This week, I visited the alma mater of my No. 1 all-time running hero.
Can my No. 1 all-time running hero be a fictional character? Yes? Ok, good.
Like most well-rounded athletes, my running idol wasn’t just a runner – he was also a student, a soldier, a ping pong ambassador, a shrimp boat captain, an accidental peace activist, a millionaire, a father and the title character of a 1994 historical blockbuster. That’s right – my favorite runner of all times is Forrest Gump.
In addition to being the best movie ever, full of tear jerker moments like (spoiler alert!) when Lt. Dan and his magic legs make a surprise appearance at Forrest and Jenny’s wedding, Forrest Gump is also the original source of my own personal running mantra:
“From that day on, if I was going somewhere, I was running.”
I may not be planning to cross the United States on foot three times over after Robin Wright walks out on me, but like Mr. Gump, now that I’ve discovered running, I see little reason to travel any other way. Take a scary subway/bus combination through Harlem to get to a Randalls Island soccer game OR run five miles directly to the field? I’m going with the latter every single time. If I’m going somewhere – and if it’s not totally socially inappropriate to show up sweat-drenched – you can bet your weight in shrimp gumbo I’ll be running there.
Inspired by my afternoon in Tuscaloosa (whose impetus was actually work-related and not solely an excuse to blog about an 18-year old movie), I returned to my hotel in Birmingham last night ready for a run.
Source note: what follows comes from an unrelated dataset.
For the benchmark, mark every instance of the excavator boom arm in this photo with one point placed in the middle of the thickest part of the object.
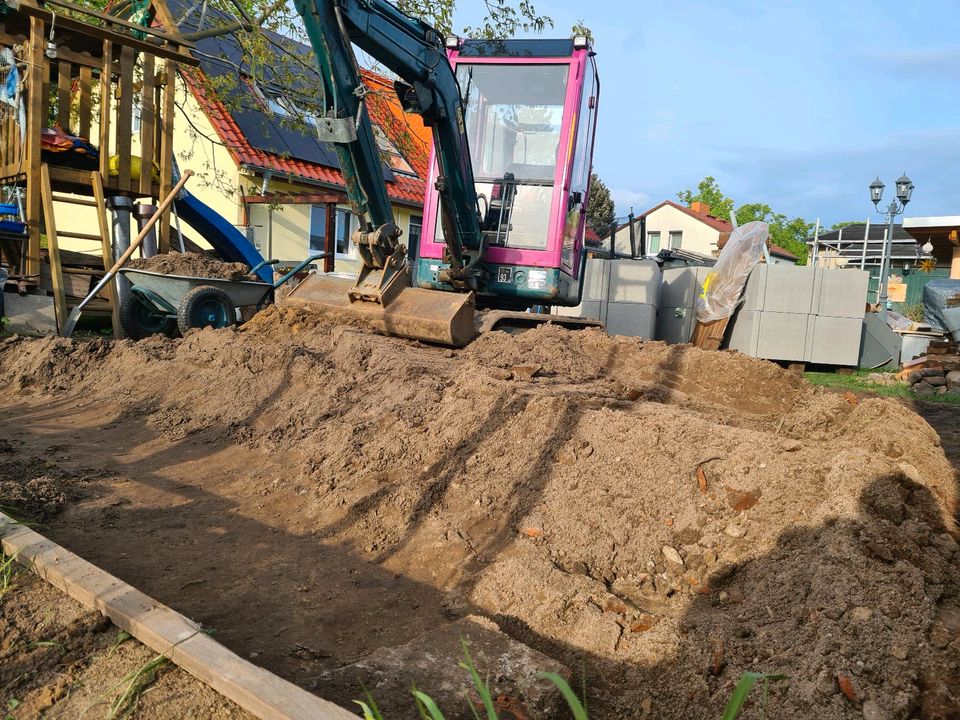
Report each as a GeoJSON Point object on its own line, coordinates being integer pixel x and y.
{"type": "Point", "coordinates": [415, 52]}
But as nice as Alabamans may be with their “sirs” and “ma’ams” and “have a good day now, y’alls,” when I asked the front desk if there was anywhere to run in the neighborhood that I didn’t need a car to get to, they looked at me like I had two heads and/or voted for Obama. “We don’t have those newfangled sidewalks in Birmingham, ma’am,” my biased recollection of the hotel receptionist told me. “It’s best if you just work out in the hotel fitness center. Have a good day now, y’all.”
The hotel fitness center comprised one occupied treadmill and an exercise bike from the 60s, and since I couldn’t bear to pass up an evening run in the southern spring weather, I ignored her well-intended advice and ventured outside for a sidewalk-free run anyways.
And it was terrifying. Not only do they not have sidewalks in Birmingham, but they don’t have shoulders (the street kind, not the attach-your-neck-to-your-body kind), meaning I was literally running on the main street as Ricky Bobby and friends zoomed around me. Fearing for my life, I darted into a commercial park and resigned myself to just run laps of a giant parking lot when out of the corner of my eye, I caught sight of a trail head.
It turned out to be a man-made trail that looped around a man-made lake that backed up to a dozen man-made office buildings, but it more than got the job done. I ran the loop three times for a total of 3.5 miles, only stopping (three times) to tiptoe around a very hostile goose and his hissing goose girlfriend.
I survived their attacks, but only barely and perhaps by trudging through a patch of poison oak. Well played, Alabama geese.
And that’s all I have to say about that.